By Jenny Cook — Rattling Chains Staff
There are many inspirations for this article. Perhaps my recent trip out west is most fresh in my mind. After spending time with locals and the tournament directors for the Beaver State Fling, I quickly discovered the eminent presence of community between everyone.
They were open-minded and embraced the evolution of the sport we all love to play. And the tournament layout for the tournament proved it. If I could build a house next to any disc golf course in the world — and taking into consideration I’ve only played a handful of courses outside the United States and fewer than 200 in the U.S. — I’d build it within biking distance of Milo McIver State Park in Estacada, Oregon.
The scenery was amazing and the people were great, which created an unforgettable atmosphere.
I have seen something like this in my home state. In fact, I am reminded of it every year as a local club spends months preparing for its annual Ice Bowl in January. I love that bringing two canned goods to the tournament is mandatory. The money raised is given to a local shelter for women and children. There’s also always a hot lunch prepared for players and a nice warm fire where players can get close and thaw out.
Every year, we crawl out of our warm beds in the early morning to reunite with friends who we don’t see as often on the course in the winter as we do in warmer weather. It’s a sanctioned tournament and we’re all there to have good rounds, but if you don’t, you still drive home with a smile knowing that playing in this annual tournament benefited the less fortunate.
The added bonus is spending the day catching up with friends and playing some disc golf — even if it’s really could outside.
Disc golf serves as an outlet to get away from it all in a carefree way. I had the opportunity this past summer to help with a disc golf clinic for a local homeless shelter. The afternoon I spent with the children and adults was one of the most rewarding experiences of my life.
For a short time, they left worries behind and enjoyed learning and playing disc golf. They seemed to be, in those few hours, carefree, happy and eager to learn. I can’t imagine or know the struggles they’ve endured during their lives. What I do know is sharing the love of the game with others was mutually beneficial — to them and to me. I couldn’t imagine a better way to spend my Saturday afternoon.
There are hundreds of way to give through disc golf.
I’ve seen it through individual and group efforts. Illinois is so inundated with disc golf clubs that I’ve lost count. Among them are those willing to help out a cause at the drop of a hat, especially when we lose a member of our community. Tournaments are held in honor of these people, plaques are installed and memorials are created.
We are a community within a community and are enthusiastic about spreading our knowledge of the sport. Disc golfers reach out to non-disc golfers, as well as those who are beginners. Golfers offer everything from clinics to hosting openings for a new course.

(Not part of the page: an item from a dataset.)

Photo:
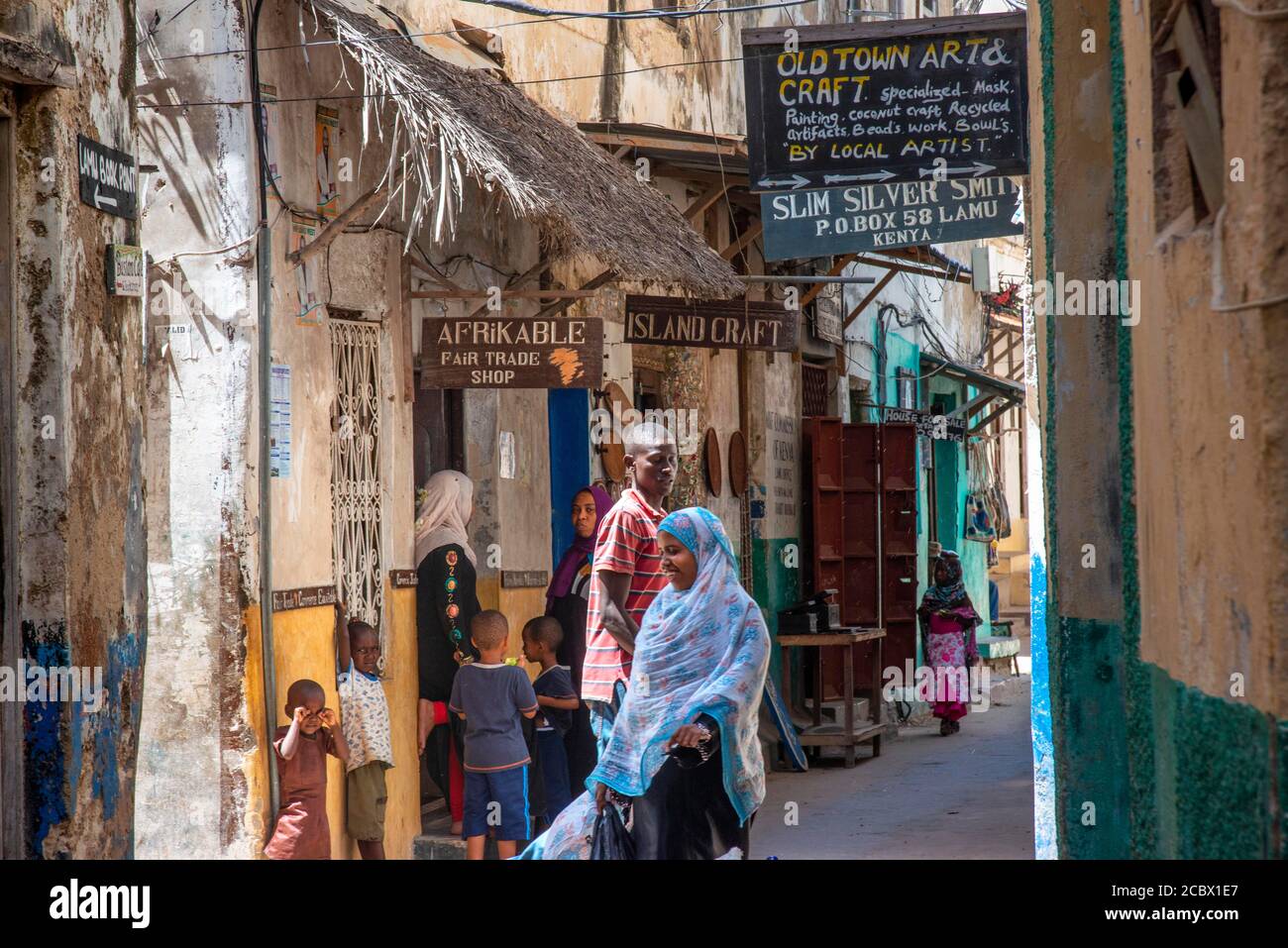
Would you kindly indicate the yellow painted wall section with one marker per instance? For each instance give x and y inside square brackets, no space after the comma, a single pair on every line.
[304,648]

When we work together, we go further.
For the short time I lived in Germany, I had the opportunity to meet and play with the locals in Hamburg. Connecting with disc golfers was one of the things on my list to do when I got there. That list also included landing a job.
I couldn’t have asked for more kinder and welcoming group, allowing me to play with them on one of the temporary courses in Hamburg’s well-known Stadtpark. Frank and Christoph had a basket on wheels, which we had to set up for every hole we threw. For an unsanctioned tournament held there on a cold spring day, it required the efforts of many people to set up an entire 18-hole course.
Not every target was a basket, however. There were five-foot-tall skinny plastic poles and tape marked on trees, for example. Once the first round was completed, it took manpower, again, to break down the baskets before congregating for lunch.
That’s right — a group of about 15 of us traveled to a restaurant for a warm meal in between rounds. At the time, the sense of community between everyone — on and off the course — was something I had never experienced.
Fast forward a couple of months to a tournament in Dassel, Germany. Once again, I received a warm welcome from players and staff. Starting out the weekend, I only knew a few people and could only carry a conversation in German so far. Luckily, most people I met were more than happy to speak English as they wanted the practice.
It was a cultural experience as I learned about what it’s like to play in another country and I was also able to share my experiences about playing in the U.S.
From Germany to England to the United States, disc golf thrives because of our nature to work together. We help build courses, keep them clean, prepare for tournaments, design courses or organize local clubs.
When you meet somebody on the course who is either new to the sport or to the area, reach out to him or her, especially if you see them throwing an unnecessarily out-of-control overstable disc. I always keep a couple of spare discs with me to give away, if the opportunity presents itself. Share your knowledge of courses in the area, leagues and retail stores, if you are lucky enough to have them.
These small acts of kindness go a long way.
I am grateful for the sport of disc golf and for the people I have met through it. Sure, I’ve traveled and played countless courses by myself, but because of amazing individuals, I am constantly inspired to give back.